Verwerfungen in den Branche

Vielmehr hätten die Reedereien die Situation dazu genutzt, die wenig auskömmlichen Frachtraten, die zu erheblichen Verwerfungen in den Branche geführt haben, endlich anzuheben. Angesichts des Preisdumpings in der Vergangenheit sei das sogar verständlich. „Die Kapazitätsprobleme werden sich schnell geben. Die hohen Frachtraten werden bleiben“, prognostiziert van der Schalk.

Seine These wird dadurch gestützt, dass die Reedereien mit Ratenerhöhungen und Spitzenzuschlägen die Transportpreise nach oben schrauben. Die arabische Reederei UASC – weltweit die siebtgrößte – verlangt von ihren Kunden jetzt eine Notfall-Zulage, die je nach Container und Fahrtgebiet zwischen 300 und 1000 US-Dollar schwankt.

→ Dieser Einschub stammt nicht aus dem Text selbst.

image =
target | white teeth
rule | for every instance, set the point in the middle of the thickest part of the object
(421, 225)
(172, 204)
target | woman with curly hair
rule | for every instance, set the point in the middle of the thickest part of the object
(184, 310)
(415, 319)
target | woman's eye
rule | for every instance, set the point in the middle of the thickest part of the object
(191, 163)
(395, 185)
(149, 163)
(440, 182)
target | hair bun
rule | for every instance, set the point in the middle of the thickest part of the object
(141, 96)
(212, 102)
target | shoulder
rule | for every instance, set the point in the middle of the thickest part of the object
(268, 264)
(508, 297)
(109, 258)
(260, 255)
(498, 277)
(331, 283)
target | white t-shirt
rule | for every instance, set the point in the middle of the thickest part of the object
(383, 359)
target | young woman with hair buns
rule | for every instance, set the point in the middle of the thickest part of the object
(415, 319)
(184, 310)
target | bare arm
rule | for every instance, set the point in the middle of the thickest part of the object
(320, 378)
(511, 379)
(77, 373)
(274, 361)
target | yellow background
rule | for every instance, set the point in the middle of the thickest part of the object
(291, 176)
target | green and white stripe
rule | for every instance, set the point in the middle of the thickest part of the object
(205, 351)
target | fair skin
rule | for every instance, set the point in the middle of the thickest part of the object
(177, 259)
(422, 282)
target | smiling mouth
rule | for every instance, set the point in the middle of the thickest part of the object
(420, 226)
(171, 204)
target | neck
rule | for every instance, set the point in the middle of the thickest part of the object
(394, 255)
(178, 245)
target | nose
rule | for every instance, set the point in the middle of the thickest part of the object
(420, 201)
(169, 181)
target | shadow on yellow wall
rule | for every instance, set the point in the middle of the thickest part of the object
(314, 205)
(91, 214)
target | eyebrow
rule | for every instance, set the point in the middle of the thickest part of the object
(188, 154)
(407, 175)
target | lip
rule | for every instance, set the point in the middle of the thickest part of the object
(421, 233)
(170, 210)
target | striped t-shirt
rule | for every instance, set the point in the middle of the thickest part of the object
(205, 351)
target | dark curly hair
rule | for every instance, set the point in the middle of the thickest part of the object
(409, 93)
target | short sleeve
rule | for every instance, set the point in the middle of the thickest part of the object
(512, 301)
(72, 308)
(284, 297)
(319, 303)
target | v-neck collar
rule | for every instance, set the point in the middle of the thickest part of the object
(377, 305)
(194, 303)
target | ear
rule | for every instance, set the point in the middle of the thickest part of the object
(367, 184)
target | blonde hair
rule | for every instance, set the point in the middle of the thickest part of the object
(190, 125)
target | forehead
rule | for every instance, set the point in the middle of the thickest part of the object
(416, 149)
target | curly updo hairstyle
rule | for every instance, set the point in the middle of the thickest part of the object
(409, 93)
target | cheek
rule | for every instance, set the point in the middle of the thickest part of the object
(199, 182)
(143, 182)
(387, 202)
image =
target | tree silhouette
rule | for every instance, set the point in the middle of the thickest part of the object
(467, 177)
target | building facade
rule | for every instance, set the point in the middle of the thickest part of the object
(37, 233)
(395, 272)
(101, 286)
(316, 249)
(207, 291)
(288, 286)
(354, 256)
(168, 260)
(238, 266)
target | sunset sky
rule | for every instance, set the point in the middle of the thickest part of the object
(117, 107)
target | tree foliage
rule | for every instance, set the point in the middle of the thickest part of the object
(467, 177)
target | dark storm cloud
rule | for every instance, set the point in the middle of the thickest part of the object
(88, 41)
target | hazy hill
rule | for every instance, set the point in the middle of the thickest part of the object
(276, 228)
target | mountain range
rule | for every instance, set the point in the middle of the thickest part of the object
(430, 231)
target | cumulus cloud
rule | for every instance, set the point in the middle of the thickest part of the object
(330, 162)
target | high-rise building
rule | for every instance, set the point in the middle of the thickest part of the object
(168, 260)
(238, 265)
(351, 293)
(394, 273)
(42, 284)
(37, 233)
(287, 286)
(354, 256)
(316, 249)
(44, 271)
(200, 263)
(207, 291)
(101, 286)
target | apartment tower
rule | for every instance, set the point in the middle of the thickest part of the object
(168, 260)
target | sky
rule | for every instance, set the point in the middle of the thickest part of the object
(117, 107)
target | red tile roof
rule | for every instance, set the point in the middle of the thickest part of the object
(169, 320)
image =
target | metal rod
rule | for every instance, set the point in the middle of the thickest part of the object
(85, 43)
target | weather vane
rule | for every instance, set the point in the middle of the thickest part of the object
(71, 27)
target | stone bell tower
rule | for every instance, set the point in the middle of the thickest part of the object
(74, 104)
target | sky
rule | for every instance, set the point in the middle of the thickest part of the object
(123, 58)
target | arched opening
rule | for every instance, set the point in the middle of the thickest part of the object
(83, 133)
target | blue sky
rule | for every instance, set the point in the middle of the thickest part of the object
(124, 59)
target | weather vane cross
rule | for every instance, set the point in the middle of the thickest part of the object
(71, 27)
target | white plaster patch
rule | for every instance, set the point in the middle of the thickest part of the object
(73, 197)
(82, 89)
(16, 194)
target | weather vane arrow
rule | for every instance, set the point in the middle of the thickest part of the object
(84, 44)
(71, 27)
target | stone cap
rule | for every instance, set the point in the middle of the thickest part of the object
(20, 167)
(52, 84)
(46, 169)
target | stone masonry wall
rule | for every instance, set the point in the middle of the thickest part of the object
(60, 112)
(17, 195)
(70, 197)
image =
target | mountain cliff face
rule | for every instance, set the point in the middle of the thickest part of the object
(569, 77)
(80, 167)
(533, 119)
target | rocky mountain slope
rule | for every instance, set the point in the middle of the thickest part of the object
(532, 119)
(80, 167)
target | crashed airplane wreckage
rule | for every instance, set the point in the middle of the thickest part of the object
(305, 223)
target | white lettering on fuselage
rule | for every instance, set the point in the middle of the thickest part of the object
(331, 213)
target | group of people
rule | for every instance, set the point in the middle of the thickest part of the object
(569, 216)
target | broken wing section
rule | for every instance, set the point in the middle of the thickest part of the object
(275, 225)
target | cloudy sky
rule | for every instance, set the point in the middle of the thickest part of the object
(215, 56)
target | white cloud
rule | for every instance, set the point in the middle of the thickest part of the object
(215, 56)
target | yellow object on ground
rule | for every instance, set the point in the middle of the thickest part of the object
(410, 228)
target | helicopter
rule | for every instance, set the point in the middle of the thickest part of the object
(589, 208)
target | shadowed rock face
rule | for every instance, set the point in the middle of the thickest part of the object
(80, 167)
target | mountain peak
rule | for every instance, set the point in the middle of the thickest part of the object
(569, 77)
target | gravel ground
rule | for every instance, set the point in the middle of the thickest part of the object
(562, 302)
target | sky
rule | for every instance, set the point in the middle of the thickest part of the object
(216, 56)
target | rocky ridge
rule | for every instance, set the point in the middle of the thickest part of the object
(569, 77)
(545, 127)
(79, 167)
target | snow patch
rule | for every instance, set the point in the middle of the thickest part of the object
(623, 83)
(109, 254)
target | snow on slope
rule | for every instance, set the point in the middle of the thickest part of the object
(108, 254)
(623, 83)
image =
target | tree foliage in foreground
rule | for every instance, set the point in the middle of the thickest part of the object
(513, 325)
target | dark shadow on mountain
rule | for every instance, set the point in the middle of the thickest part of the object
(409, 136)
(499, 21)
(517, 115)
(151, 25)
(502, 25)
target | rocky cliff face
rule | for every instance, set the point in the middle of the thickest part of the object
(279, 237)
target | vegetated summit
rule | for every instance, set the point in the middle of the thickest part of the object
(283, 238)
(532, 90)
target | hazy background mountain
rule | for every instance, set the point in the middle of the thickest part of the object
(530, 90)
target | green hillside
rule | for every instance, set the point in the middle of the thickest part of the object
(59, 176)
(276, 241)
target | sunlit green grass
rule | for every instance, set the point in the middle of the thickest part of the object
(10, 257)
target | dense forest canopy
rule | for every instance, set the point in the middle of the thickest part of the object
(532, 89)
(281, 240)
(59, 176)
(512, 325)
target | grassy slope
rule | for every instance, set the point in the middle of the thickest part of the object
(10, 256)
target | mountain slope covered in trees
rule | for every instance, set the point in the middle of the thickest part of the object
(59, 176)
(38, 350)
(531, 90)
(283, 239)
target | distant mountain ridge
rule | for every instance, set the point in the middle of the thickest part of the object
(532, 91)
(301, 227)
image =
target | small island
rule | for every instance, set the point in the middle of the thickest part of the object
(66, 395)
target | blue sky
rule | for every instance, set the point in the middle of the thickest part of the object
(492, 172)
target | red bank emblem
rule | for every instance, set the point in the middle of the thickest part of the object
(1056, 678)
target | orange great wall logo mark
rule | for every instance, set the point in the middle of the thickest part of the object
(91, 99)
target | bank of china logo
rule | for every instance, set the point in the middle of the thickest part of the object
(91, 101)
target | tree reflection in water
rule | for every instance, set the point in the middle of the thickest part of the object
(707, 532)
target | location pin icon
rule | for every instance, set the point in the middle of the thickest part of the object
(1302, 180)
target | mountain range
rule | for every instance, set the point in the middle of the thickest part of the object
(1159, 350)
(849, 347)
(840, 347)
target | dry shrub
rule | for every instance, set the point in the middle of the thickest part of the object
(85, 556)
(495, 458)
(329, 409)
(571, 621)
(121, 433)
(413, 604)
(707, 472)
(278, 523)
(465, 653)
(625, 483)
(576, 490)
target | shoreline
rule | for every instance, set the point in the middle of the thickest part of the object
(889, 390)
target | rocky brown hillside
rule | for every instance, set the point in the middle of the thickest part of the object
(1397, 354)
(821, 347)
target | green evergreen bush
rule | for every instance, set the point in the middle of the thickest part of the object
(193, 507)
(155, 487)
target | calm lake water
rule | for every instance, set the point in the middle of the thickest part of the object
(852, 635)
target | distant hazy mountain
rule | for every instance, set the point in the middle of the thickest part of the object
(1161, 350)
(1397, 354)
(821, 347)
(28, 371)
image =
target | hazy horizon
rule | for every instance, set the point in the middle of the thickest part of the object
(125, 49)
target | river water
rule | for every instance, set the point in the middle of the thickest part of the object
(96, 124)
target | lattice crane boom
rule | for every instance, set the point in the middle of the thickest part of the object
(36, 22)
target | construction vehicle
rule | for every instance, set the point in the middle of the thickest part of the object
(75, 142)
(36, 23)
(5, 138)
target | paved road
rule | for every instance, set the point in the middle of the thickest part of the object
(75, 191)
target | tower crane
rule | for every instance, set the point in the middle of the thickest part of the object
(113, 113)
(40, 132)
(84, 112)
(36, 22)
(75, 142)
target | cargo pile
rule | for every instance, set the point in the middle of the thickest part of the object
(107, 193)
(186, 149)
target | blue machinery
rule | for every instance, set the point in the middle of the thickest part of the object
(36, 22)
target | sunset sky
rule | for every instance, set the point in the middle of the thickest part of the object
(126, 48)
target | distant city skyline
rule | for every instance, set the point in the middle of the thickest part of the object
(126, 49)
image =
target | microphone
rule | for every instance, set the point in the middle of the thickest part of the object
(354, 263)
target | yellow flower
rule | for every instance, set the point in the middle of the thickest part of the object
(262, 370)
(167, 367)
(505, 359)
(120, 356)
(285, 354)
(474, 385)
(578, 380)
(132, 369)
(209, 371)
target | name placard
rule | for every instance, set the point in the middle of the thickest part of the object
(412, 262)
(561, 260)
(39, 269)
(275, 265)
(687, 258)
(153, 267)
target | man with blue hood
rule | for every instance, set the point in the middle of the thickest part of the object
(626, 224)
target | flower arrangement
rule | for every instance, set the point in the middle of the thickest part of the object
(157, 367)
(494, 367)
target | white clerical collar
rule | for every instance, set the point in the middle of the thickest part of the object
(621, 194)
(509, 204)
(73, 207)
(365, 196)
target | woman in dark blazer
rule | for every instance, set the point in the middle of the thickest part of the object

Der World Container Index des Beratungsunternehmens Drewry zeigt, dass der Preis für den Transport eines Standardcontainers (TEU) von Rotterdam nach Shanghai in dieser Woche um 45 Prozent von 740 auf 1076 Dollar angestiegen ist. Und der Hafen Hamburg Marketing zufolge lagen die Frachtraten zwischen China und Nordeuropa im Januar etwa 28 Prozent höher als im Vorjahresmonat.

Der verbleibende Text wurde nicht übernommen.